【今日の一冊】「二兎を追う」戦略が未来を切り拓く 両利きの経営


両利きの経営
チャールズ・A・オライリー,マイケル・L・タッシュマン,入山章栄(監訳),冨山和彦(解説),渡部典子(訳) (東洋経済新報社)


レビュー

本書が提示するイノベーションの枠組みは、きわめてシンプルなものだ。既存の事業を深めていく「深化」と、新しい事業を開拓する「探索」。両者を同時に推進する「両利きの経営」の実践である。これはイノベーションの普遍的モデルといえる。
両利きの経営の実践には、きわめて高度なマネジメントが要求される。たとえば「サクセストラップ(成功の罠)」。一般的に、事業の規模が大きくなるにつれて、企業は既存の事業に偏り、探索がおろそかになってしまう。監訳者の入山章栄氏によると、現在イノベーションに課題を抱える日本企業の多くはこの罠に陥っているという。
中核事業を維持しながら、イノベーションを起こし、新たな成長を追求していくにはどうしたらよいか――。最終的に命運を握るのはリーダーシップだというのが、著者らの結論だ。リーダーの属人的な判断と采配が両利きの経営の成否を決める。これについてはいくつかの必要条件(ただし十分条件ではない)が提示されており、これらも必読の内容といえる。
本書の魅力はなんといっても、入山氏による理論の背景、冨山和彦氏による実務の最前線からの日本企業への示唆という「W解説」が収録されている点だ。
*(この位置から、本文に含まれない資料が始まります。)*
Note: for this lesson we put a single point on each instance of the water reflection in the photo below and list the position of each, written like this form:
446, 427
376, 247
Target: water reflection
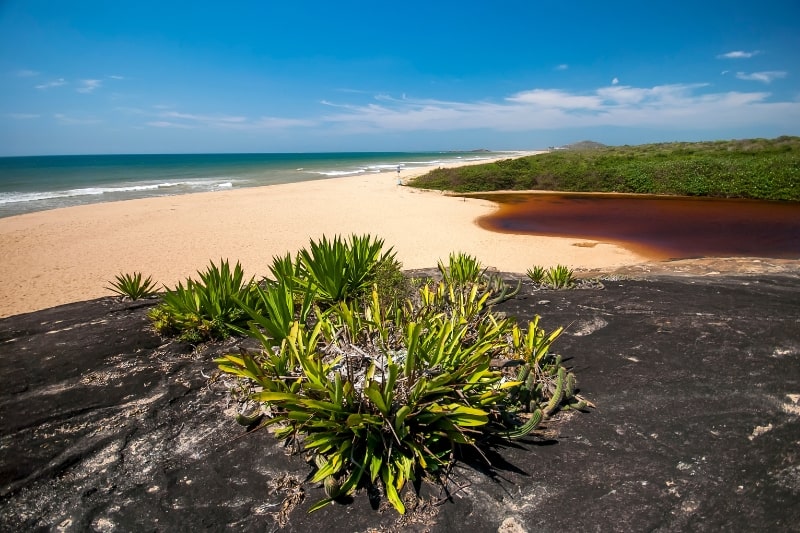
658, 226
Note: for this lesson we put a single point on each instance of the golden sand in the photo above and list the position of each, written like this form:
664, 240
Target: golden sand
67, 255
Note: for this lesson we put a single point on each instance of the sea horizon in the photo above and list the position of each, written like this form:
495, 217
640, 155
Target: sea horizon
43, 182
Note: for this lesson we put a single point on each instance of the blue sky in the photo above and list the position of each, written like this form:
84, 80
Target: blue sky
185, 77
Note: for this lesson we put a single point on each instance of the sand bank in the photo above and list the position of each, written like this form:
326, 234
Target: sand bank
67, 255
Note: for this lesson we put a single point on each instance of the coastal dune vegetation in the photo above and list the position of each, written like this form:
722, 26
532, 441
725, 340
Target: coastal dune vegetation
379, 376
765, 169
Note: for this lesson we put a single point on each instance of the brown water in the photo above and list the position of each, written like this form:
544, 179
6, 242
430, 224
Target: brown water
657, 226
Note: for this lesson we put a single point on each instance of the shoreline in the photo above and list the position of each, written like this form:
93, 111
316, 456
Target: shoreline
70, 254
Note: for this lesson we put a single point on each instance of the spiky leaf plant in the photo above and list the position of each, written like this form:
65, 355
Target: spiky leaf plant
339, 269
462, 269
560, 277
133, 286
536, 274
208, 308
385, 395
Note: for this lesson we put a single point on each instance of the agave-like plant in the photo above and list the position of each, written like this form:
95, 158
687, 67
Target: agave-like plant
537, 273
133, 286
560, 277
383, 396
340, 269
462, 269
213, 307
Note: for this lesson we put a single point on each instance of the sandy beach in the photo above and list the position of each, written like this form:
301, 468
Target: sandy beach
67, 255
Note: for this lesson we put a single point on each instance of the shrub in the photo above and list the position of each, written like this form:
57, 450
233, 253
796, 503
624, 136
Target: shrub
338, 270
133, 286
462, 269
536, 274
210, 308
385, 395
560, 277
557, 277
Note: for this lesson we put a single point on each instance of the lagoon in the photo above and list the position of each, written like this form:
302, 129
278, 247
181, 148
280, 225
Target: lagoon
660, 227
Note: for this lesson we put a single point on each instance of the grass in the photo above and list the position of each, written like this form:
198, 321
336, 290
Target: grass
766, 169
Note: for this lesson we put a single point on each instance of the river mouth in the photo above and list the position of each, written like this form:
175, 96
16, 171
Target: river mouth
659, 227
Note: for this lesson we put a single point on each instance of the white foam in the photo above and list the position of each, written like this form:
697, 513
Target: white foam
20, 197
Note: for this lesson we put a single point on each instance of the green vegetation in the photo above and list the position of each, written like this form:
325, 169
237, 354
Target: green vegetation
380, 383
133, 286
755, 168
212, 307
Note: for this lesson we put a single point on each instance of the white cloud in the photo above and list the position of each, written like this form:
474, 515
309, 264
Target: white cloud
68, 120
679, 106
764, 77
738, 54
175, 119
167, 124
88, 86
555, 98
55, 83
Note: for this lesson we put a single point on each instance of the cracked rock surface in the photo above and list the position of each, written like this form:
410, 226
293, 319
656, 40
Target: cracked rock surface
104, 426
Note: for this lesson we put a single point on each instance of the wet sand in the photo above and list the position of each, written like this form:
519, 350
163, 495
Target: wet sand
68, 255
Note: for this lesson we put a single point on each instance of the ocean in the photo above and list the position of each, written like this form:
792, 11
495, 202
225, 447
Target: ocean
38, 183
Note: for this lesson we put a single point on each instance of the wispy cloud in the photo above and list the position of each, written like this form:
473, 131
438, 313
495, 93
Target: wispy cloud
664, 106
176, 119
88, 86
75, 121
50, 84
167, 124
738, 54
765, 77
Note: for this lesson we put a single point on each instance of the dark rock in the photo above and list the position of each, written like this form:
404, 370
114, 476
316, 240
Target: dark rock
696, 380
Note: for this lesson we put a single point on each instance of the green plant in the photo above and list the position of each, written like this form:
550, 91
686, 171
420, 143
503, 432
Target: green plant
338, 270
133, 286
750, 168
386, 394
212, 307
560, 277
536, 274
462, 269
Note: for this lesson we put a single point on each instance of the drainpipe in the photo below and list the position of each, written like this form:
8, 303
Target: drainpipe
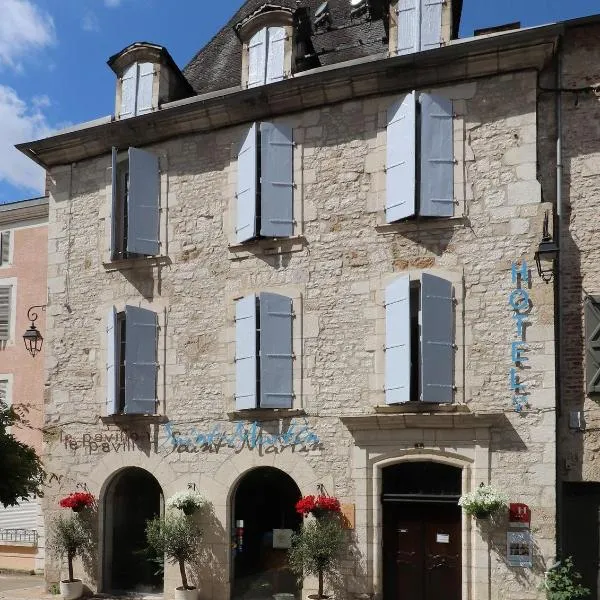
558, 291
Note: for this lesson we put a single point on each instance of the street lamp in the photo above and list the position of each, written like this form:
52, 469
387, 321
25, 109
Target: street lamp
32, 337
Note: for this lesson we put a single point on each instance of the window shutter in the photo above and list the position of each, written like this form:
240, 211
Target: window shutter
275, 54
246, 188
431, 24
276, 180
397, 341
145, 84
437, 157
257, 58
401, 165
5, 298
141, 339
437, 339
142, 203
592, 344
112, 363
408, 18
114, 213
245, 353
4, 247
275, 351
129, 91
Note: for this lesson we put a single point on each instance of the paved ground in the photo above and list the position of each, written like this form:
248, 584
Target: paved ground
22, 587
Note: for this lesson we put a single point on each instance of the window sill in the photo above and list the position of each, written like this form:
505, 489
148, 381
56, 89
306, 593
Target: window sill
265, 414
423, 223
267, 246
420, 408
122, 264
123, 418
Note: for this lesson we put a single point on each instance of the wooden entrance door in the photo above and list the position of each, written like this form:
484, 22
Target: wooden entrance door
422, 551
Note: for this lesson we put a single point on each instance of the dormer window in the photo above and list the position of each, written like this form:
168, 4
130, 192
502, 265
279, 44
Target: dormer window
266, 56
267, 38
147, 77
136, 90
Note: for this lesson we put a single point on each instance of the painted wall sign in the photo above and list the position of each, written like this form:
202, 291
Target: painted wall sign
519, 515
520, 303
244, 435
519, 551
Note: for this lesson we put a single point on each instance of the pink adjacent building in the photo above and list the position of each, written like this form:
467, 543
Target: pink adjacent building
23, 276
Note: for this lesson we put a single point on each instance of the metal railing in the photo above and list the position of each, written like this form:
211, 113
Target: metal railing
27, 536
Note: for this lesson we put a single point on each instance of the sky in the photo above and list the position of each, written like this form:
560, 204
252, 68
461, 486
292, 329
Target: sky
53, 54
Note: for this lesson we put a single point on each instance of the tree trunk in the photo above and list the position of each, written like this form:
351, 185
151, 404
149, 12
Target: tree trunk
183, 575
70, 563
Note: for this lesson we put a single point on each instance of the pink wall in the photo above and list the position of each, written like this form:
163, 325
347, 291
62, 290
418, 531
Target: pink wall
29, 265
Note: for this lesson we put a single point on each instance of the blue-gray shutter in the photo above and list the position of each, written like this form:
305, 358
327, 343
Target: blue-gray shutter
114, 213
5, 302
247, 187
277, 180
276, 355
592, 344
401, 163
431, 24
245, 353
437, 339
143, 216
112, 363
437, 157
141, 341
5, 247
397, 341
408, 18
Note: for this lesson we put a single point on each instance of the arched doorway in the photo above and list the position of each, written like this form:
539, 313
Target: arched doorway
264, 516
132, 498
421, 531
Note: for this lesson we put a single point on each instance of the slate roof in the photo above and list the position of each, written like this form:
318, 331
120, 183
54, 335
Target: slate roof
218, 65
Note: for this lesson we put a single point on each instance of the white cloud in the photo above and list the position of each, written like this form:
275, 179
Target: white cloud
19, 123
23, 28
90, 22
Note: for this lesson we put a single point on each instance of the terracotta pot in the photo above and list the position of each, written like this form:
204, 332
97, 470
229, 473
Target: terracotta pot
71, 590
181, 594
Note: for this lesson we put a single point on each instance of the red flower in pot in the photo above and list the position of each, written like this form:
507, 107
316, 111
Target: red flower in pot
77, 501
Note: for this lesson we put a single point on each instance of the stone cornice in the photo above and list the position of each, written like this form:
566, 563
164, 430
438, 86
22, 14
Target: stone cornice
377, 75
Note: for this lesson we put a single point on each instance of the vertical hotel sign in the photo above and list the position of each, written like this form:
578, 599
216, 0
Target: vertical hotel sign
520, 304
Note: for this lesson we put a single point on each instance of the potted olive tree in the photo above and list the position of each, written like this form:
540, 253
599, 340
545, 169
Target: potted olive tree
316, 547
69, 538
177, 537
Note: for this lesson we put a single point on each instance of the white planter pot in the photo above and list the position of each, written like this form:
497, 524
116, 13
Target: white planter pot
71, 590
181, 594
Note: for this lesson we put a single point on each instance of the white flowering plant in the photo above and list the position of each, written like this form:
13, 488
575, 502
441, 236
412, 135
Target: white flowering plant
483, 502
189, 501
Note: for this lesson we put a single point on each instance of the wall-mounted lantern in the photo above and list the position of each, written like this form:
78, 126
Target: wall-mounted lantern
546, 254
32, 337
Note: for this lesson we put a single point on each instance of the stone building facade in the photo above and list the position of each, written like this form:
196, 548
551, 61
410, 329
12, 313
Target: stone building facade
483, 409
23, 265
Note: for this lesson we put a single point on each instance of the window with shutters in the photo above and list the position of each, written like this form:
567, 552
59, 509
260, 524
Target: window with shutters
267, 56
265, 183
131, 361
264, 351
420, 158
419, 340
418, 25
135, 204
5, 250
137, 84
7, 292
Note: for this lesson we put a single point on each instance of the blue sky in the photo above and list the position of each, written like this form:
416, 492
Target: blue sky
53, 56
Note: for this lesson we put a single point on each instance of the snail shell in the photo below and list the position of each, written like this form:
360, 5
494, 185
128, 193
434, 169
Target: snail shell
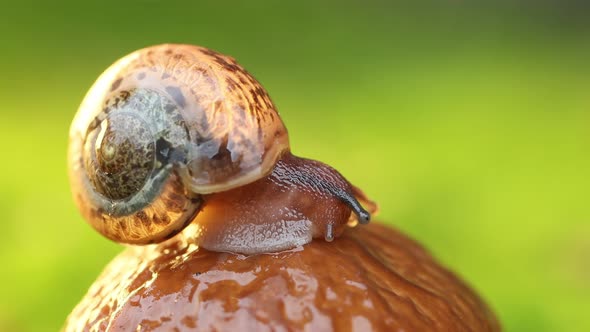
162, 131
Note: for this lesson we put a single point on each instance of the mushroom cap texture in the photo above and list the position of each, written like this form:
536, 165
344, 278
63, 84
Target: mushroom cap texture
371, 278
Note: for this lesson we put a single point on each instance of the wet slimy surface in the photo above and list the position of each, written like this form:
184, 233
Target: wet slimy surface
370, 278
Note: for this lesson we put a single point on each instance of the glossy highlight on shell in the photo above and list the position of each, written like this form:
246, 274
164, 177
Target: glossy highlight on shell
169, 129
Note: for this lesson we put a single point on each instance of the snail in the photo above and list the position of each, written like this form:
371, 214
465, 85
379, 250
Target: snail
172, 135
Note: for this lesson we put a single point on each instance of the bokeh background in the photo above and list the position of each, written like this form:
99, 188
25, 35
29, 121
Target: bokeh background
468, 121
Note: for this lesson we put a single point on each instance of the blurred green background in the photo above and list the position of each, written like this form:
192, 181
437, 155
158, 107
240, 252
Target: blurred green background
469, 122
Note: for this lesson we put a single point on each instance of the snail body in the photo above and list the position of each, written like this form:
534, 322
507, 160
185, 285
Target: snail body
176, 134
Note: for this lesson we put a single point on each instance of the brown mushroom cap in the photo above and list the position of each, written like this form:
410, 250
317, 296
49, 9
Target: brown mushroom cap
371, 278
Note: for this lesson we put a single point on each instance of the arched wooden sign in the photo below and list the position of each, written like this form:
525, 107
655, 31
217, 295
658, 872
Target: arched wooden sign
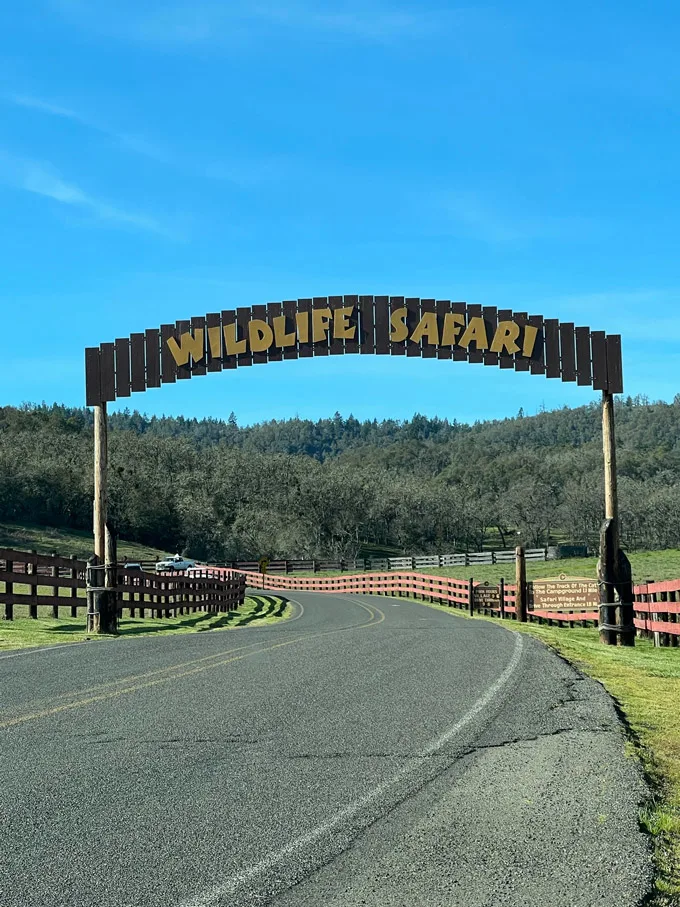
334, 325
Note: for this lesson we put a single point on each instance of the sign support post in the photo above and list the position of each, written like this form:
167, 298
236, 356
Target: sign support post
102, 607
617, 626
100, 469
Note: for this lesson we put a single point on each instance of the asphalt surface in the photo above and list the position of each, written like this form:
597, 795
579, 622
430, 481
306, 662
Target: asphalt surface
371, 751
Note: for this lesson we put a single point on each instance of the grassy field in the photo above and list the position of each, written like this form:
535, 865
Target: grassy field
67, 542
23, 632
645, 683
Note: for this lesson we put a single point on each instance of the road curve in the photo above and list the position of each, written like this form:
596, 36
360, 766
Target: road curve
371, 751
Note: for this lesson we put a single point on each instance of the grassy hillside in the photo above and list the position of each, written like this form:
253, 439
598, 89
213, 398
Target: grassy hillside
66, 542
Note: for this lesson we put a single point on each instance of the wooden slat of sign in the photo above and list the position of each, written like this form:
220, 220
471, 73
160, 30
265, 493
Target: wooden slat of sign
183, 371
92, 376
599, 346
551, 328
568, 351
274, 310
490, 315
505, 360
122, 366
168, 364
397, 347
583, 371
412, 318
429, 350
198, 367
459, 354
352, 345
305, 349
321, 347
538, 355
243, 316
381, 313
137, 362
521, 362
213, 320
442, 306
108, 372
336, 346
474, 355
153, 357
289, 308
259, 312
228, 359
614, 364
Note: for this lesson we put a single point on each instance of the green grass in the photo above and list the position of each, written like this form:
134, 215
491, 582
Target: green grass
645, 683
23, 632
66, 542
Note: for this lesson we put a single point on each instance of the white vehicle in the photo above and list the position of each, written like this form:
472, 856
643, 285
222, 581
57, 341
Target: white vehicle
174, 564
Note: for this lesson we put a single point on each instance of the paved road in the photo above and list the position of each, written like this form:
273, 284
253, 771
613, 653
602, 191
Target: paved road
371, 751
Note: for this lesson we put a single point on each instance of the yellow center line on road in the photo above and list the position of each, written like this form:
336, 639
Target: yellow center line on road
132, 678
175, 674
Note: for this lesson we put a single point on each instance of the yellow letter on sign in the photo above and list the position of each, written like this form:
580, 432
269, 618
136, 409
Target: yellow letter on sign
342, 329
232, 346
260, 335
281, 339
321, 319
189, 345
399, 330
427, 330
505, 337
475, 333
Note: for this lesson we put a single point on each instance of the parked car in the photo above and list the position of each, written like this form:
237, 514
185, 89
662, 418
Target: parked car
174, 564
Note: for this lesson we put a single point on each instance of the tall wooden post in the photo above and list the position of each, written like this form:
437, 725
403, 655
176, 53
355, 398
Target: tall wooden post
611, 498
521, 584
614, 573
100, 467
102, 607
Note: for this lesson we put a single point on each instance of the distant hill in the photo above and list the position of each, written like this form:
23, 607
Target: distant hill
326, 488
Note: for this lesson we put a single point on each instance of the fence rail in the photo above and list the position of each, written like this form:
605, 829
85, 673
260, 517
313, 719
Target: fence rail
416, 562
657, 605
36, 580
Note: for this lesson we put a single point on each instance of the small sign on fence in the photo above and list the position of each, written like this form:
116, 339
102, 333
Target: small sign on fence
563, 593
486, 596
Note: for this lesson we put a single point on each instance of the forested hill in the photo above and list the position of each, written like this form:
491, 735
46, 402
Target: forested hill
298, 487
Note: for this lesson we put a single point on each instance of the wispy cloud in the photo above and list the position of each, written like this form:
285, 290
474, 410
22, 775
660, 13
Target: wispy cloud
244, 170
213, 22
42, 179
125, 140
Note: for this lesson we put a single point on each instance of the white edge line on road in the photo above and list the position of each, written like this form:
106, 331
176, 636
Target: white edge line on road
213, 897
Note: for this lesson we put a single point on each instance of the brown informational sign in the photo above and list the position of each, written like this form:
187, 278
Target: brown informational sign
486, 596
335, 325
564, 593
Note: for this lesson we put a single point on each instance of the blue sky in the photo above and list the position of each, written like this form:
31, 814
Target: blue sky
160, 160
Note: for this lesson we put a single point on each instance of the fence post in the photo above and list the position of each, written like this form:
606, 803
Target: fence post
521, 581
74, 590
54, 570
9, 588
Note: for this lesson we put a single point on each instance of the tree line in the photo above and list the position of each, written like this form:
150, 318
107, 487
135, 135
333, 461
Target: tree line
328, 488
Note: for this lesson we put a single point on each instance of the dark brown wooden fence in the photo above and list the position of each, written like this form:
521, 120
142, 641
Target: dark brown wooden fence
37, 580
657, 605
これらが読者の理解の助けとなってくれる。
クリステンセン氏自身が「『イノベーションのジレンマ』を越える最重要理論」と激賞した「両利きの経営」。経営者やリーダー層はもちろん、あらゆるビジネスパーソンが本書を読み、破壊的イノベーションの果実を、自社の成長に結びつけることを願う。


本書の要点

・両利きの経営は、深化と探索の活動を自在に、バランスよく高い次元で行うことである。深化では漸進型イノベーションと絶え間のない改善が重視され、探索では実験と行動を通じた学習が重視される。
・探索を担うユニットは組織内にとどまり、成熟事業が築いた資産と組織能力を充分活用できる状態でなければならない。
・両利きの経営は内部に矛盾をはらんだものとなる。探索と深化を共存させるには、リーダーの包括的で感情に訴えるビジョン、戦略、基本的価値観、幹部チームの強い結束力が重要となる。